Thus, we would like to propose a new LSTM that can realize the multiplicative between the memory \(\mathbf {h}_{t}\) and the input \(\mathbf {x}\). We note that the solution of recursive least squares is dependent on the matrix \(\mathbf {Q}_t = \sum _{i=1}^t \mathbf {X}_i^\top \mathbf {X}_i\) that is updated at each time linearly. It is difficult for LSTM to store a positive-definite matrix as memory, but a common approach to simplify such a positive-definite matrix is to use a low-rank approximation, e.g. assuming \(\mathbf {Q}_t^{-1} = \sum _{i=1}^r \mathbf {q}_{ti} \mathbf {q}_{ti}^\top \). With this assumption and considering Eq. (3), the regressor output becomes:

$$\begin{aligned} \mathbf {w^\top x}= & {} \mathbf {C}_t^\top \mathbf {Q}_t^{-1} \mathbf {x} = \sum _{i=1}^r \mathbf {C}_t^\top \mathbf {q}_{ti} \mathbf {q}_{ti}^\top \mathbf {x} \end{aligned}$$
(6)

Note that when there is only 1 track, \(\mathbf {C}_t\) is of the dimensionality \(d \times 1\), and hence \(\mu _i = \mathbf {C}_t^\top \mathbf {q}_i\) is a scalar. We have:

$$\begin{aligned} \mathbf {w}^\top \mathbf {x} = \sum _{i=1}^r \mu _i \mathbf {q}_{ti}^\top \mathbf {x} \end{aligned}$$
(7)

Here \(\mu _i\) is dependent on both \(\mathbf {y}\) and \(\mathbf {q}\), hence without loss of generality it could be a standalone variable that is separately estimated. With this derivation, it seems that the approach to emulate a linear regressor is to have several vectors \(\mathbf {h}_{ti}\) to be learnable and gradually changing with time (in other words, serve as the memory in the LSTM), and a layer of learnable \(\mu _i\) on top of a multiplicative relationship between \(\mathbf {h}_{ti}\) and \(\mathbf {x}\).

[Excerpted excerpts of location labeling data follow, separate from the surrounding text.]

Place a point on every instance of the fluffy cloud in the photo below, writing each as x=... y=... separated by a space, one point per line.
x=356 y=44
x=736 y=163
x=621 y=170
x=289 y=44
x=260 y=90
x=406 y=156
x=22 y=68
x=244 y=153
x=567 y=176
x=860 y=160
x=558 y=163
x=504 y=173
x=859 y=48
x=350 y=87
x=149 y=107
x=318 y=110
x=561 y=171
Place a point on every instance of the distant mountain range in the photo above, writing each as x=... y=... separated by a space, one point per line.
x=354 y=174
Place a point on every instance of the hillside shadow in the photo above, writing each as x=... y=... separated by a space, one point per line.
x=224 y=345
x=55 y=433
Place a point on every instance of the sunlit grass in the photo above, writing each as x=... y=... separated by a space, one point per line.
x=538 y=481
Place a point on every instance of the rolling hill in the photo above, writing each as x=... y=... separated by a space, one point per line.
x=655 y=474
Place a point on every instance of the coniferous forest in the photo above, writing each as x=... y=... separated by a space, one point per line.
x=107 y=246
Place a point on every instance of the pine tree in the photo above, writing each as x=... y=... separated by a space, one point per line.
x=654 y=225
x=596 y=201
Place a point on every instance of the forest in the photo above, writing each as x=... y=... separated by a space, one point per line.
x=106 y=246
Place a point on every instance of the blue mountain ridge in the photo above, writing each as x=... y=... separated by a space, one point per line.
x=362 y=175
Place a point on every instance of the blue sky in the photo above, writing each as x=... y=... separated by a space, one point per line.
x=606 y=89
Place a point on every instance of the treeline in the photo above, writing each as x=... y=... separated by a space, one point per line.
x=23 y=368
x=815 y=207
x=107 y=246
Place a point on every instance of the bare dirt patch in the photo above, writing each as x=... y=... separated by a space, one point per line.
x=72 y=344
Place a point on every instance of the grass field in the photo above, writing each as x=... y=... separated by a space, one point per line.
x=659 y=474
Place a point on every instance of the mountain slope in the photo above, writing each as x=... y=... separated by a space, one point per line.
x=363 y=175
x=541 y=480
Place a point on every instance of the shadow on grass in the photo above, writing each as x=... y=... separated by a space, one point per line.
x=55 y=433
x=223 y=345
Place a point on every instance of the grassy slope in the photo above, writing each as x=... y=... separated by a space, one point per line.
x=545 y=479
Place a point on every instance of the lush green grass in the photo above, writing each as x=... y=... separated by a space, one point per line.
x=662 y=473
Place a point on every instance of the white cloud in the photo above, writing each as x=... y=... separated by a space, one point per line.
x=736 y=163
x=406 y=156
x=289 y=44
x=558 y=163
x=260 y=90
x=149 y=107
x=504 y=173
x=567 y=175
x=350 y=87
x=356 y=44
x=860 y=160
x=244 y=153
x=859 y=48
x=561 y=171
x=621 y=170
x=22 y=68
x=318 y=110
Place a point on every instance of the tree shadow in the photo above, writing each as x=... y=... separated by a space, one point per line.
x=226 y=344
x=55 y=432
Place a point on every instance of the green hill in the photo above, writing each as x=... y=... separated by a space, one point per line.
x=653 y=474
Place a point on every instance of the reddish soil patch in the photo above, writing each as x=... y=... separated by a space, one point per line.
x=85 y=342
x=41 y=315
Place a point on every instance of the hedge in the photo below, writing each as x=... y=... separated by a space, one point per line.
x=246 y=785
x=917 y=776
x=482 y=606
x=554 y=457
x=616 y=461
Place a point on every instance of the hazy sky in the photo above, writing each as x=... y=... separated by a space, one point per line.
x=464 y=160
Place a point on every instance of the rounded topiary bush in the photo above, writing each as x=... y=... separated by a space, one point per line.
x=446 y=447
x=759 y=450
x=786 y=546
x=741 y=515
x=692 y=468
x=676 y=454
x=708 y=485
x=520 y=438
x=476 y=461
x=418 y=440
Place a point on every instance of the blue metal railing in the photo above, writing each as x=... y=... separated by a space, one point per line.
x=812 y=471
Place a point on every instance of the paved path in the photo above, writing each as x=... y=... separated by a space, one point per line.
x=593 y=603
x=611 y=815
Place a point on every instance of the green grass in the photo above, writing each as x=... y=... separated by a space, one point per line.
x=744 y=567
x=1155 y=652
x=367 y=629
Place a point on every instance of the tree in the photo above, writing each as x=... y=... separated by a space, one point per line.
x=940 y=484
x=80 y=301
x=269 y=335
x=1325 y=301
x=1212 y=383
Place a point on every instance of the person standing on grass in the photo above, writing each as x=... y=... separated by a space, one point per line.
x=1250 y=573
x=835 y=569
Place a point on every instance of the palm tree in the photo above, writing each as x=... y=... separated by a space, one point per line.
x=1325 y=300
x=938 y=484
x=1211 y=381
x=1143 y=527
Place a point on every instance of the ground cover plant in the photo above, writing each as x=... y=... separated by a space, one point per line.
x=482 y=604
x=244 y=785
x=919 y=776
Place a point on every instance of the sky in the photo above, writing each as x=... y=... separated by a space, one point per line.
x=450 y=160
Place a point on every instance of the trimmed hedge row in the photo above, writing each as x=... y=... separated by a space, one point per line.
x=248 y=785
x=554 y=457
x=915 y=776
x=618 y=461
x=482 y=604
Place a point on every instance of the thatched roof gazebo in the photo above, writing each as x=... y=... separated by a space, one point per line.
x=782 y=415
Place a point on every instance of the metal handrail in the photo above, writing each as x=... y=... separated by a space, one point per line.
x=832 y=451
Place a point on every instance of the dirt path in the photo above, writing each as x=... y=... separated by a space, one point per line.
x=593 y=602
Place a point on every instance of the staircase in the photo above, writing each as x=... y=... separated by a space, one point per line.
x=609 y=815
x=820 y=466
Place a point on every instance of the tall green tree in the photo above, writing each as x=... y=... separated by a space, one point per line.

In this spirit, we propose the Bilinear LSTM (bLSTM) which utilizes the following forward pass that enables the multiplicative interaction between the input and the memory:

$$\begin{aligned} \mathbf {h}_{t-1}= & {} [\mathbf {h}_{t-1,1}^\top | \mathbf {h}_{t-1,2}^\top | ... | \mathbf {h}_{t-1,r}^\top ]^\top = \mathbf {o}_{t-1} \circ \tanh (\mathbf {c}_{t-1}) \nonumber \\ \mathbf {H}_{t-1}^{\text {reshaped}}= & {} [\mathbf {h}_{t-1,1} | \mathbf {h}_{t-1,2} | ... | \mathbf {h}_{t-1,r}]^\top , \quad \mathbf {m}_{t}= f(\mathbf {H}_{t-1}^{\text {reshaped}}\mathbf {x}_{t}) \end{aligned}$$
(8)

where \(f(\cdot )\) is a non-linear activation function and \(\mathbf {m}_{t}\) is the new hidden state for bLSTM. \(\mathbf {x}_{t}\) denotes the features from a box at frame t. Basically, we utilize a long vector as the LSTM memory which contains the concatenation of all the \(\mathbf {h}_{t-1,i}\)s. When it comes to the time to multiply \(\mathbf {h}_{t-1,i}\) with \(\mathbf {x}_{t}\), the rd dimensional vector \(\mathbf {h}_{t-1}\) is reshaped into the \(r \times d\) matrix \(\mathbf {H}_{t-1}^{\text {reshaped}}\) so that we could utilize matrix-vector multiplication between \(\mathbf {h}_{t-1}\) and \(\mathbf {x}_{t}\).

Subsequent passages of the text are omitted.